Em 2026, a expectativa é de cautela. O eventual crescimento da produção deve ser sustentado pela retomada gradual do crédito interno, pela queda lenta dos juros e por um ambiente inflacionário mais controlado. Por outro lado, persistem limitações estruturais relevantes, como o elevado custo de capital, que traz dificuldades para aceleração de novos investimentos produtivos e, sobretudo, a intensificação da concorrência externa, com destaque para produtos importados da Ásia, especialmente da China.

“O cenário macroeconômico e geopolítico adiciona novas camadas de incerteza”, pondera Pimentel. O ano eleitoral tende a elevar a volatilidade das expectativas, enquanto o ambiente internacional segue marcado por disputas comerciais, reconfiguração de cadeias globais e políticas industriais mais agressivas. No plano doméstico, a Copa do Mundo pode estimular muito pontualmente o consumo de vestuário, mas um calendário com número elevado de feriados tradicionalmente afeta a produtividade e o desempenho da econômico.

Em 2025, a balança comercial da indústria têxtil e de confecção manteve seu caráter deficitário, apesar do avanço das exportações. No acumulado de janeiro a dezembro, o Brasil exportou US$ 951 milhões em produtos do setor (sem considerar a fibra de algodão), enquanto as importações somaram US$ 6,81 bilhões, resultando em um déficit comercial de US$ 5,86 bilhões.

Na comparação com 2024, as exportações apresentaram crescimento de 8%, com maior presença em mercados regionais como Argentina, Paraguai e Uruguai, além dos Estados Unidos. As importações, por sua vez, avançaram 5,2%, porém a de vestuário em toneladas cresceu 13,1% impulsionadas principalmente por produtos originários da Ásia, em especial da China, Índia, Bangladesh e Vietnã. Este percentual é mais de 6 vezes superior ao crescimento do varejo.

Esse diferencial crítico, pois indica que o mercado brasileiro vem absorvendo parte dos excedentes produtivos asiáticos, especialmente chineses. “Trata-se de uma concorrência muitas vezes assimétrica, baseada em subsídios relevantes, incentivos estatais e práticas que nem sempre seguem regras equivalentes às enfrentadas pela indústria brasileira”, afirma Pimentel.

No contexto global, o consumo mundial de vestuário foi estimado em US$ 1,8 trilhão em 2024 e deve alcançar US$ 2,3 trilhões até 2030, com crescimento médio anual de 4%. O comércio internacional de têxteis e vestuário somou cerca de US$ 875 bilhões em 2024, dominado por países asiáticos, o que intensifica a competição tanto nos mercados externos quanto no próprio mercado doméstico brasileiro.

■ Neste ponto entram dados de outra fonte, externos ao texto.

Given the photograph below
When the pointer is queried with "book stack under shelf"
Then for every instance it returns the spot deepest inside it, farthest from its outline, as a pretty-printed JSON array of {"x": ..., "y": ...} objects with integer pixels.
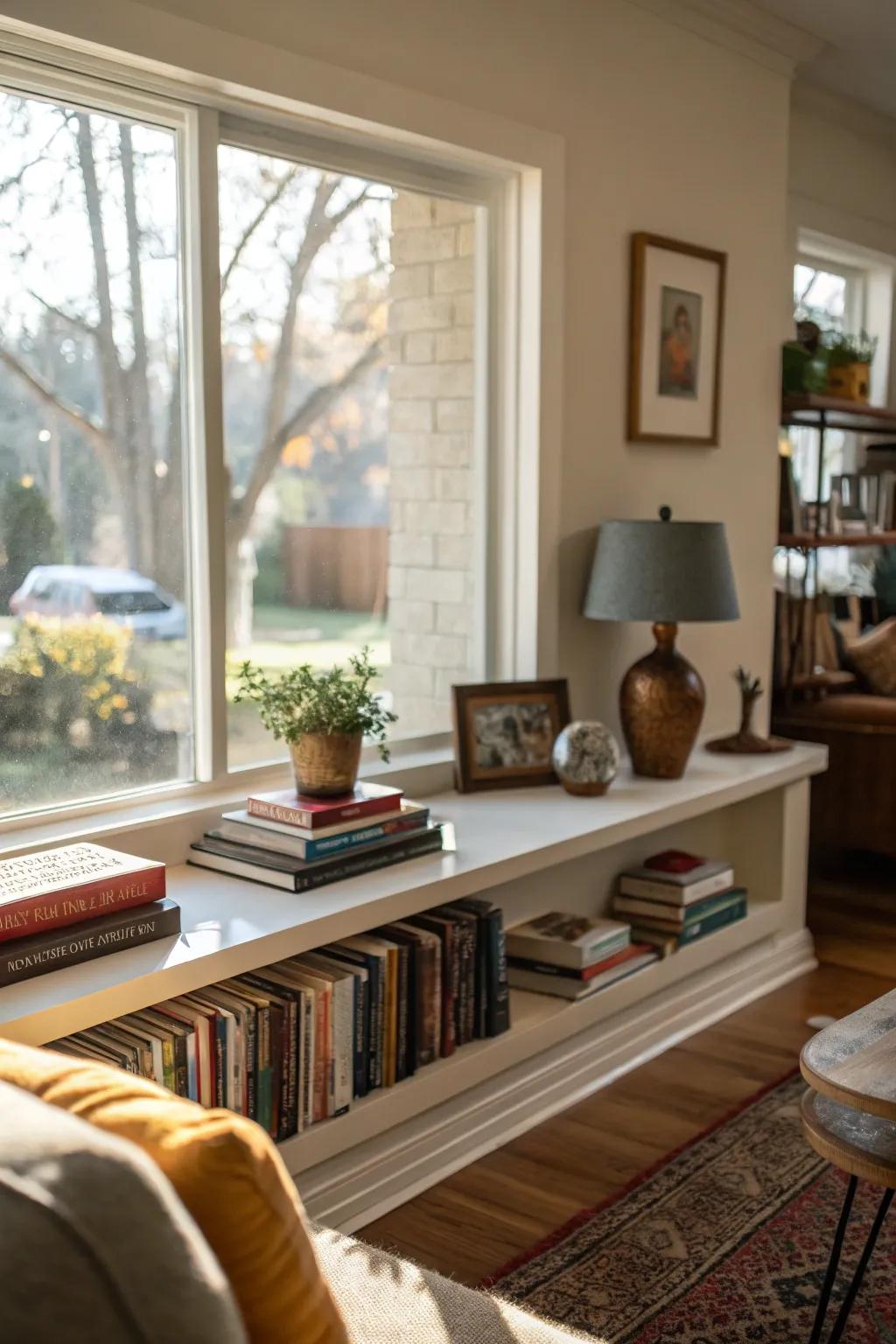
[
  {"x": 298, "y": 1042},
  {"x": 396, "y": 1140}
]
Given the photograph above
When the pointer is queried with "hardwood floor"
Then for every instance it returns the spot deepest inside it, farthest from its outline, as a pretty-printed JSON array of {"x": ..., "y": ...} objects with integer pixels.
[{"x": 484, "y": 1215}]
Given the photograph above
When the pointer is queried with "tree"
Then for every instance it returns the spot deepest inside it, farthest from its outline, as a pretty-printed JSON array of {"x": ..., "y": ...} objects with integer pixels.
[
  {"x": 29, "y": 536},
  {"x": 107, "y": 191}
]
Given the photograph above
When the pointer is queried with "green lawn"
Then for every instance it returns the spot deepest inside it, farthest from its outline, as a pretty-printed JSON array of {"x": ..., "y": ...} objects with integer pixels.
[{"x": 284, "y": 637}]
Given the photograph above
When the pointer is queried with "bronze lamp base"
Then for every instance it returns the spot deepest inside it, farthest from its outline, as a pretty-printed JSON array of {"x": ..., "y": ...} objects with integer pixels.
[{"x": 662, "y": 704}]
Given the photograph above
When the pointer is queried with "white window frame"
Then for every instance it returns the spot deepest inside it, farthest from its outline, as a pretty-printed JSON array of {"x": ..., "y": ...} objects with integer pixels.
[
  {"x": 856, "y": 296},
  {"x": 517, "y": 608}
]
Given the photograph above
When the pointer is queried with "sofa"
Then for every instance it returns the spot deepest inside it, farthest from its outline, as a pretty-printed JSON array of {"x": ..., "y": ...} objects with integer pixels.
[{"x": 95, "y": 1243}]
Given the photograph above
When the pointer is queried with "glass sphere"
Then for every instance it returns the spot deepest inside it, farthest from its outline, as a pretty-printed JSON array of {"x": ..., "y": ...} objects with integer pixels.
[{"x": 586, "y": 757}]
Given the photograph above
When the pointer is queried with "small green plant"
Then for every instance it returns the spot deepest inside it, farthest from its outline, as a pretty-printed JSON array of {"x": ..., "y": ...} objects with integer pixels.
[
  {"x": 848, "y": 348},
  {"x": 304, "y": 701}
]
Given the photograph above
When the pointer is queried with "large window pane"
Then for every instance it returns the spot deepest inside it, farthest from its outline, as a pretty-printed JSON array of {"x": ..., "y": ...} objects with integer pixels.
[
  {"x": 94, "y": 676},
  {"x": 348, "y": 358}
]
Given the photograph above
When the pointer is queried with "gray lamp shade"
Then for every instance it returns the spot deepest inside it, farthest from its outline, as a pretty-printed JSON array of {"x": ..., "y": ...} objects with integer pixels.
[{"x": 662, "y": 571}]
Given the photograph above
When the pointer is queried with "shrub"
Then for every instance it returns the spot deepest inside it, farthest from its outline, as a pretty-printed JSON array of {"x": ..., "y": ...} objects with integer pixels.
[{"x": 82, "y": 671}]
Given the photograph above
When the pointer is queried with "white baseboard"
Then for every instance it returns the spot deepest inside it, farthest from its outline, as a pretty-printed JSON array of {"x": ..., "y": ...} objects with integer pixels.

Diante desse cenário, Pimentel avalia que “o Brasil precisa acelerar sua agenda doméstica para não perder espaço”. Para ele, é essencial avançar na redução do Custo Brasil, buscar equilíbrio fiscal, viabilizar uma queda mais consistente dos juros e fortalecer as políticas de apoio à indústria. “Em um ambiente de competição global mais dura, instrumentos de defesa comercial podem ser necessários para garantir isonomia competitiva”, destaca.

A agenda internacional de 2026 também ganha contornos estratégicos com o avanço Mercosul-União Europeia. Além de ampliar o acesso a um mercado de alto valor agregado, o acordo tende a elevar a importância de pauta da sustentabilidade, rastreabilidade e conformidade ambiental, temas centrais para o setor têxtil global. “A União Europeia já é um parceiro comercial  relevante e uma das principais origens de máquinas e equipamentos têxteis. Com o acordo, sustentabilidade deixa de ser apenas um diferencial e passa a ser um requisito competitivo” observa Pimentel. Segundo ele, o desafio será alinhar essa agenda a políticas internas que ampliem a competitividade da indústria nacional, evitando assimetrias regulatórias.

Ao final de 2025, a indústria têxtil e de confecção mantém um papel expressivo na economia brasileira. Com faturamento superior a R$ 220 bilhões, cerca de 25,7 mil empresas e 1,34 milhão de empregos diretos, o setor figura entre os maiores do mundo, ocupando a quinta posição no ranking global. “Temos capilaridade regional, relevância social e potencial de crescimento. O desafio agora é transformar uma recuperação conjuntural em avanço estrutural, o que passa por estabilidade macroeconômica, reformas – como a administrativa – políticas industriais consistentes e inserção internacional competitiva”, conclui Pimentel.